When you go online and meet new people, whether through blog posts or tweets or some other social media application, don’t you start to wonder? We are being given snippets of people’s lives (some of us providing bigger snippets than others), getting to know people through their words and avatar photos, yet, without having met someone, it’s difficult to form a true picture of that particular someone. We can’t read the physical vibe they are sending.
Instead, we look for clues, attempting to flesh out the true nature of a person using the information that’s been provided. It seems that human beings have a natural propensity for creating fiction, because that’s exactly what we do when we form opinions about others without experiencing the fullness of their being. (Not that we can ever really experience the fullness of someone else’s being without actually being that other person, but that would fling my point into another existential realm altogether.)
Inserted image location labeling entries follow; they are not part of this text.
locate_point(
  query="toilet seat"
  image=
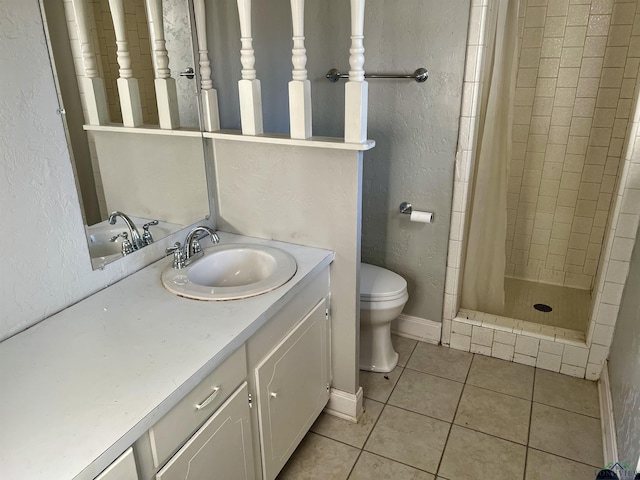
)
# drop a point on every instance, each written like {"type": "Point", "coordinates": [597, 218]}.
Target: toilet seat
{"type": "Point", "coordinates": [380, 285]}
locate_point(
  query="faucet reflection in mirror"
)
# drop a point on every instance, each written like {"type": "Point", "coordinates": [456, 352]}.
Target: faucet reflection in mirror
{"type": "Point", "coordinates": [154, 171]}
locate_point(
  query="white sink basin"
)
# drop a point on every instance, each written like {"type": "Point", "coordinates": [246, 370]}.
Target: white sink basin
{"type": "Point", "coordinates": [231, 272]}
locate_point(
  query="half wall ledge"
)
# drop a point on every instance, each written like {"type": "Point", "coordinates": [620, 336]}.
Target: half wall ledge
{"type": "Point", "coordinates": [279, 139]}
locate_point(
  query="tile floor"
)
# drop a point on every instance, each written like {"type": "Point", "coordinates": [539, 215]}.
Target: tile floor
{"type": "Point", "coordinates": [448, 414]}
{"type": "Point", "coordinates": [570, 305]}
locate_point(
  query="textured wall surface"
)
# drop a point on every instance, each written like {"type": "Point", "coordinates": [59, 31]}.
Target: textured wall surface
{"type": "Point", "coordinates": [154, 176]}
{"type": "Point", "coordinates": [577, 73]}
{"type": "Point", "coordinates": [302, 195]}
{"type": "Point", "coordinates": [46, 263]}
{"type": "Point", "coordinates": [415, 125]}
{"type": "Point", "coordinates": [624, 366]}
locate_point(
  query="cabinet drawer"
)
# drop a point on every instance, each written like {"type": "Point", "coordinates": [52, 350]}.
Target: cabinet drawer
{"type": "Point", "coordinates": [168, 435]}
{"type": "Point", "coordinates": [221, 449]}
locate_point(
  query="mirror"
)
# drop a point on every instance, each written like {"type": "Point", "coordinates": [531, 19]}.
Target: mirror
{"type": "Point", "coordinates": [155, 176]}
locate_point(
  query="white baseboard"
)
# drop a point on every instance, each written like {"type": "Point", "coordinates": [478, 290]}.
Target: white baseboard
{"type": "Point", "coordinates": [417, 328]}
{"type": "Point", "coordinates": [347, 406]}
{"type": "Point", "coordinates": [609, 442]}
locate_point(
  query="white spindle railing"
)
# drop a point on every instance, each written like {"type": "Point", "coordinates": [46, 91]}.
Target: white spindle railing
{"type": "Point", "coordinates": [166, 94]}
{"type": "Point", "coordinates": [356, 89]}
{"type": "Point", "coordinates": [127, 85]}
{"type": "Point", "coordinates": [249, 86]}
{"type": "Point", "coordinates": [300, 86]}
{"type": "Point", "coordinates": [93, 85]}
{"type": "Point", "coordinates": [208, 94]}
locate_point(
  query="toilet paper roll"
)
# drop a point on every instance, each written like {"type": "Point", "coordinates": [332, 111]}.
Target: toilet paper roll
{"type": "Point", "coordinates": [422, 217]}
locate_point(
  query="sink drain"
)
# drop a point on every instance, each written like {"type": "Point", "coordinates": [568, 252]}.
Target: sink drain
{"type": "Point", "coordinates": [541, 307]}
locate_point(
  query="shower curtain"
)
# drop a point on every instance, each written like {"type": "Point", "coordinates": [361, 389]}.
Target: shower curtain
{"type": "Point", "coordinates": [485, 263]}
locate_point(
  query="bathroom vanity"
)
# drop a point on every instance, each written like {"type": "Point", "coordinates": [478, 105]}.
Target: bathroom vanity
{"type": "Point", "coordinates": [137, 383]}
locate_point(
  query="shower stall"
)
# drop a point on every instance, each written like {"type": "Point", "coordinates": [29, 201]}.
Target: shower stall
{"type": "Point", "coordinates": [532, 215]}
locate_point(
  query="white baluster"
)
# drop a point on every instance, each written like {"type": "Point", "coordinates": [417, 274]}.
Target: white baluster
{"type": "Point", "coordinates": [249, 87]}
{"type": "Point", "coordinates": [166, 93]}
{"type": "Point", "coordinates": [356, 89]}
{"type": "Point", "coordinates": [93, 85]}
{"type": "Point", "coordinates": [300, 86]}
{"type": "Point", "coordinates": [208, 94]}
{"type": "Point", "coordinates": [127, 85]}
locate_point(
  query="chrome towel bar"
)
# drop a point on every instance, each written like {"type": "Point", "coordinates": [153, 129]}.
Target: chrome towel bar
{"type": "Point", "coordinates": [420, 75]}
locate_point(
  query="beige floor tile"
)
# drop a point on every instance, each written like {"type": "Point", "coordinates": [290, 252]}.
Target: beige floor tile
{"type": "Point", "coordinates": [473, 455]}
{"type": "Point", "coordinates": [440, 361]}
{"type": "Point", "coordinates": [320, 458]}
{"type": "Point", "coordinates": [404, 347]}
{"type": "Point", "coordinates": [426, 394]}
{"type": "Point", "coordinates": [344, 431]}
{"type": "Point", "coordinates": [570, 393]}
{"type": "Point", "coordinates": [378, 386]}
{"type": "Point", "coordinates": [494, 413]}
{"type": "Point", "coordinates": [408, 438]}
{"type": "Point", "coordinates": [501, 376]}
{"type": "Point", "coordinates": [370, 467]}
{"type": "Point", "coordinates": [566, 434]}
{"type": "Point", "coordinates": [544, 466]}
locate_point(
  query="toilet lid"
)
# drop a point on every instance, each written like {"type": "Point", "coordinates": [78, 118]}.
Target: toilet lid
{"type": "Point", "coordinates": [380, 284]}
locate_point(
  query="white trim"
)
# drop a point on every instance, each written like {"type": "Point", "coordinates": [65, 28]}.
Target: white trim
{"type": "Point", "coordinates": [279, 139]}
{"type": "Point", "coordinates": [417, 328]}
{"type": "Point", "coordinates": [609, 442]}
{"type": "Point", "coordinates": [347, 406]}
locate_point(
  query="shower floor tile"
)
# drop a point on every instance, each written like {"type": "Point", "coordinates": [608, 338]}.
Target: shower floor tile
{"type": "Point", "coordinates": [570, 305]}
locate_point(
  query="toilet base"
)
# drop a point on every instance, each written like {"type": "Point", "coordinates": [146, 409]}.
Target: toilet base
{"type": "Point", "coordinates": [376, 350]}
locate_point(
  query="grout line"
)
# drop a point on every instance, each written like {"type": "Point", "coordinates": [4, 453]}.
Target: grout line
{"type": "Point", "coordinates": [454, 418]}
{"type": "Point", "coordinates": [400, 462]}
{"type": "Point", "coordinates": [526, 452]}
{"type": "Point", "coordinates": [565, 410]}
{"type": "Point", "coordinates": [565, 458]}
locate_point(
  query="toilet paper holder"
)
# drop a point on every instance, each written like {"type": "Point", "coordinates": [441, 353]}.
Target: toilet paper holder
{"type": "Point", "coordinates": [406, 208]}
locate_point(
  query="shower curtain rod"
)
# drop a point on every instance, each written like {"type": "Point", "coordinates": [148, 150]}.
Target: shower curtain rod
{"type": "Point", "coordinates": [420, 75]}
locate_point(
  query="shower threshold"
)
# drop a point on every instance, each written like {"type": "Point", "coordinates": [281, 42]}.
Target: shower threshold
{"type": "Point", "coordinates": [548, 347]}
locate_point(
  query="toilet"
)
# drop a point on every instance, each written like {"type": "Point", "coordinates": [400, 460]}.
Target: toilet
{"type": "Point", "coordinates": [383, 295]}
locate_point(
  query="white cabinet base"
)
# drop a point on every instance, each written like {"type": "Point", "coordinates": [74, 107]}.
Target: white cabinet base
{"type": "Point", "coordinates": [222, 448]}
{"type": "Point", "coordinates": [293, 387]}
{"type": "Point", "coordinates": [123, 468]}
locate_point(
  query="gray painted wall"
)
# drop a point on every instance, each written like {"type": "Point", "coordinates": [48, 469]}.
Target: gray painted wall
{"type": "Point", "coordinates": [624, 366]}
{"type": "Point", "coordinates": [415, 125]}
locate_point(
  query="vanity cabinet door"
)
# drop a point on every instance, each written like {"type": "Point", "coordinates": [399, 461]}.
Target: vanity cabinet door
{"type": "Point", "coordinates": [220, 449]}
{"type": "Point", "coordinates": [123, 468]}
{"type": "Point", "coordinates": [292, 385]}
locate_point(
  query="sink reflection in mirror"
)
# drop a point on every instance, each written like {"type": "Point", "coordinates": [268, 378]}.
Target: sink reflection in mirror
{"type": "Point", "coordinates": [147, 171]}
{"type": "Point", "coordinates": [231, 272]}
{"type": "Point", "coordinates": [103, 251]}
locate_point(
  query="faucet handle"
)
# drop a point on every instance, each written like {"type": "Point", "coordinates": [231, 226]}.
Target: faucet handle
{"type": "Point", "coordinates": [127, 248]}
{"type": "Point", "coordinates": [178, 257]}
{"type": "Point", "coordinates": [147, 238]}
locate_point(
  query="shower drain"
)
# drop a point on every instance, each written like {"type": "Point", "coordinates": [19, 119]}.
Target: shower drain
{"type": "Point", "coordinates": [541, 307]}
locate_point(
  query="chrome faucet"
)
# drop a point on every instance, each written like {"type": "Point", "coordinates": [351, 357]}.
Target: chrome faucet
{"type": "Point", "coordinates": [136, 240]}
{"type": "Point", "coordinates": [183, 255]}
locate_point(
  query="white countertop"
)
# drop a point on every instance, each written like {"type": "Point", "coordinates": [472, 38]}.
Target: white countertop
{"type": "Point", "coordinates": [80, 387]}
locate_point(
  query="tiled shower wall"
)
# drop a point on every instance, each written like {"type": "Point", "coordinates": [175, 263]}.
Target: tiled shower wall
{"type": "Point", "coordinates": [577, 72]}
{"type": "Point", "coordinates": [104, 44]}
{"type": "Point", "coordinates": [139, 49]}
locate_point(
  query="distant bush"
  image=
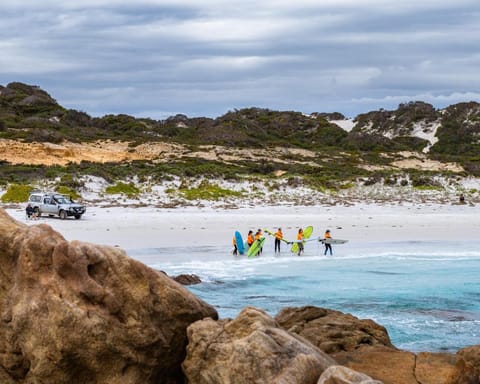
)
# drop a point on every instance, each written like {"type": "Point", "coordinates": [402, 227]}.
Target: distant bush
{"type": "Point", "coordinates": [17, 193]}
{"type": "Point", "coordinates": [207, 191]}
{"type": "Point", "coordinates": [66, 191]}
{"type": "Point", "coordinates": [121, 188]}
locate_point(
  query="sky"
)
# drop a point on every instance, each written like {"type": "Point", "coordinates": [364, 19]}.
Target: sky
{"type": "Point", "coordinates": [158, 58]}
If we observe a person continually sounding off about environmental issues, we may conclude that this is the only thing he cares about, perhaps enhancing our thought by picturing the person wearing khaki pants, a crinkled button-down shirt, hiking shoes, and a safari hat, hugging a tree for good measure. If we observe a person exhibiting trollish behavior, we may imagine that she carries a perpetual scowl and is a lonely, unloved person because why else would she be acting the way she is?
Our mental fictions about others aren’t limited to online interactions. Our habit of fictionalizing the people we’ve encountered online is merely an extension of the fictionalizing we do in the physical realm, even with people we’ve met and interact with on a daily basis. I dare say, we even fictionalize about the people closest to us, our family members and friends. A couple of examples may help prove my point.
When I was in high school, I studied the Holocaust extensively, reading books and watching documentaries on the subject. While I have moved away from this interest, having explored it as fully as I wanted to at the time, my mom continues to suggest resources on the topic to me … over twenty years later. In her mind, I’m still in that place, but in my mind, I’m long gone.
Another example. Eldest Son had to prepare for an art show and he wanted to build an arch that would hang on a wall to showcase his work. We bought him approximately $70 worth of supplies for his project. Due to a minor emergency** at school, he lost two days during which he could have built the arch, so it didn’t get done. He called me (he rarely calls, so this was a big deal) and, with worry in his voice, he told me that he didn’t get the arch built. In his mind, he was imagining that Hubby and I would be mad because we had wasted our money on the project. After assuring him that the money wasn’t an issue, that we knew he could use the supplies on something else, that we understood there were extenuating circumstances that kept him from completing the project, he felt relieved. We had replaced the fiction in his mind with the fact that was in ours.
I used to think that writing fiction was difficult because I had more experience with writing factual pieces. However, having made this observation about humanity’s natural propensity for fiction and noting how constantly we indulge in it, it appears that this ability is hardwired, perhaps encoded into our DNA.* The vast majority of us are really good at making shit up. The difficult part is in translating the fictions of our minds into a cohesive piece of writing.
*I’m fictionalizing about our fictionalizing being encoded into our DNA. Maybe it’s in our synapses instead. Or in our little toes.
** Were you fictionalizing about the minor emergency at school? If so, put your mind at ease. It was an electrical transformer issue and everyone was evacuated for safety’s sake. All’s well now.
[April 25, 2009: Note – This post has been completely rewritten.]